Step 8: Get graph embeddings and t-SNE visualization
- Run model over all graphs, pool node embeddings to get graph-level embeddings.
- Apply t-SNE to reduce to 2D and scatter-plot colored by class.
- Clusters indicate separability of learned graph representations.
@torch.no_grad()
def get_graph_embeddings_and_labels():
model.eval()
all_embs = []
all_labels = []
loader = DataLoader(dataset, batch_size=64, shuffle=False)
for batch in loader:
batch = batch.to(device)
emb, pred = model(batch)
g_emb = pyg_nn.global_mean_pool(emb, batch.batch)
all_embs.append(g_emb.cpu())
all_labels.append(batch.y.cpu())
embs = torch.cat(all_embs, dim=0).numpy()
labels = torch.cat(all_labels, dim=0).numpy()
return embs, labels
embs, labels = get_graph_embeddings_and_labels()
print("Embeddings shape:", embs.shape, "Labels shape:", labels.shape)
tsne = TSNE(n_components=2, random_state=42, perplexity=20)
emb2 = tsne.fit_transform(embs)
plt.figure(figsize=(7,6))
scatter = plt.scatter(emb2[:,0], emb2[:,1], c=labels, cmap='tab10', s=40)
plt.legend(*scatter.legend_elements(), title="Classes")

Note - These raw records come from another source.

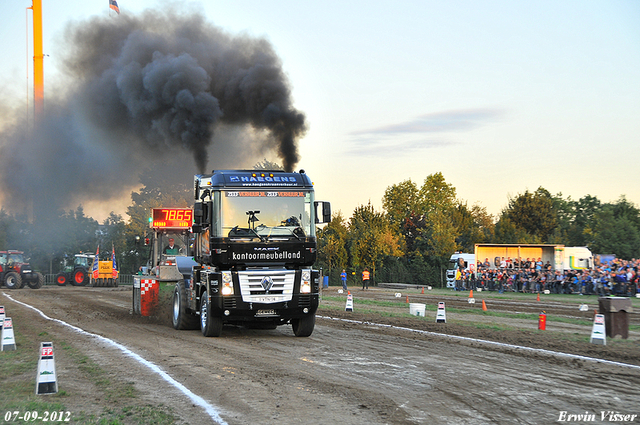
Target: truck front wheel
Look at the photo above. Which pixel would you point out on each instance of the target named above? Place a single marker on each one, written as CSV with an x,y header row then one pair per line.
x,y
210,326
303,326
180,318
13,280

plt.title('t-SNE of learned graph embeddings')
plt.show()
Output:

You can download full code from here.
Applications
- Social Network Analysis: Used to predict user behavior, community detection, friend recommendations and influence modeling.

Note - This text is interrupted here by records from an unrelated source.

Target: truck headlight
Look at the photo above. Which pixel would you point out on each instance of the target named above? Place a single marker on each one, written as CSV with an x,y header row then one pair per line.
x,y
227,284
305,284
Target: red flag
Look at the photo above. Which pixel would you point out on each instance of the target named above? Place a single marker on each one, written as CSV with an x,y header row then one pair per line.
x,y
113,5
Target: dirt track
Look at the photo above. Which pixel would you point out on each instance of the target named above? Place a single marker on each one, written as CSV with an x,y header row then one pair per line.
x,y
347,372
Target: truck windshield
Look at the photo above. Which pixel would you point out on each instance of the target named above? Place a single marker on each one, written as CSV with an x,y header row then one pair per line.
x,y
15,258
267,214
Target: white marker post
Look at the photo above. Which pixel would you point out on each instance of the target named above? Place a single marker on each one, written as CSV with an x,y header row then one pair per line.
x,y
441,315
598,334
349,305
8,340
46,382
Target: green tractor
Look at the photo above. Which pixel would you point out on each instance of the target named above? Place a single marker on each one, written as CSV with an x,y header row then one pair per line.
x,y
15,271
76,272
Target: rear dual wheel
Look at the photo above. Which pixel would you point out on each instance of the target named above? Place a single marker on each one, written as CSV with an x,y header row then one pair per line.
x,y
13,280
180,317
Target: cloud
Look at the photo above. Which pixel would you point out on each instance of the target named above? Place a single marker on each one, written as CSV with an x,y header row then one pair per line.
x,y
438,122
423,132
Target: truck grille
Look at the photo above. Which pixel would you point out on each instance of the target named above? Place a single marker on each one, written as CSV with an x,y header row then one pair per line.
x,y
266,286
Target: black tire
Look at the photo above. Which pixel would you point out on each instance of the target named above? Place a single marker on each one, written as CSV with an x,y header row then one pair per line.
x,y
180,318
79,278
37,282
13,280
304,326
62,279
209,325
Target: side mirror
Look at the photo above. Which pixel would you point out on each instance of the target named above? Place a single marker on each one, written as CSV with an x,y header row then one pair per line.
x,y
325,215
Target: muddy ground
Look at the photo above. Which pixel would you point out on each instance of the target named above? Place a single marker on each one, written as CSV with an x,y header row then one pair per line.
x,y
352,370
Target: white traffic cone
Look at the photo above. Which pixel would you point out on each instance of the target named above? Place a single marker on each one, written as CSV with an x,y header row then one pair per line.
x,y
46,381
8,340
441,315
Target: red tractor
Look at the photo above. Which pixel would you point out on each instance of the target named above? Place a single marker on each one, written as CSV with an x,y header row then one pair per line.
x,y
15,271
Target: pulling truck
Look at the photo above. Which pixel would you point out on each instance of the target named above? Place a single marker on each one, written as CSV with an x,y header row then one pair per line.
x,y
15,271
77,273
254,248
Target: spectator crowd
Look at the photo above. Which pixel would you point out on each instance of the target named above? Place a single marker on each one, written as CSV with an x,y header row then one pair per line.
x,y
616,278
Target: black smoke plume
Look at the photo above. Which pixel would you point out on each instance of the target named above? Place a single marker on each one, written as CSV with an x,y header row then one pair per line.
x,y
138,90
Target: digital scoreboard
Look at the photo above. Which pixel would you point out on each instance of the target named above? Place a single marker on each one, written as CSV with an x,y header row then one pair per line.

- Molecular Chemistry and Drug Discovery: Helps predict molecular properties, drug target interactions and protein structure by treating molecules as graphs.
- Knowledge Graph Completion: Used to infer missing relations between entities in large knowledge bases.
- Recommendation Systems: Models user item interactions as graphs for better recommendations.
- Traffic and Transportation Networks: Predicts traffic flow, congestion patterns and route optimization using dynamic graph data.
Advantages
- Handles Irregular Data: Works naturally with non-Euclidean structures like social networks and molecules.
- Learns Node Relationships: Aggregates neighbor information to build meaningful node embeddings.
- Scales Across Graph Sizes: Works on small and large graphs without changing the model.
- Flexible Predictions: Supports node-level, edge-level and whole-graph prediction tasks.
- Great for Semi-Supervised Learning: Performs well even when only a few nodes have labels.
Limitations
- High Computational Cost: Large graphs require significant memory and processing power.
- Over-Smoothing Problem: When too many GNN layers are stacked, node features become indistinguishable.
- Scalability Challenges: Hard to train on extremely large or dynamic graphs without specialized techniques.
- Dependency on Graph Quality: Poor or noisy graph structure can lead to incorrect learning.
- Long-Range Dependency Modeling: Standard GNNs struggle to capture very distant node relationships without deeper architectures.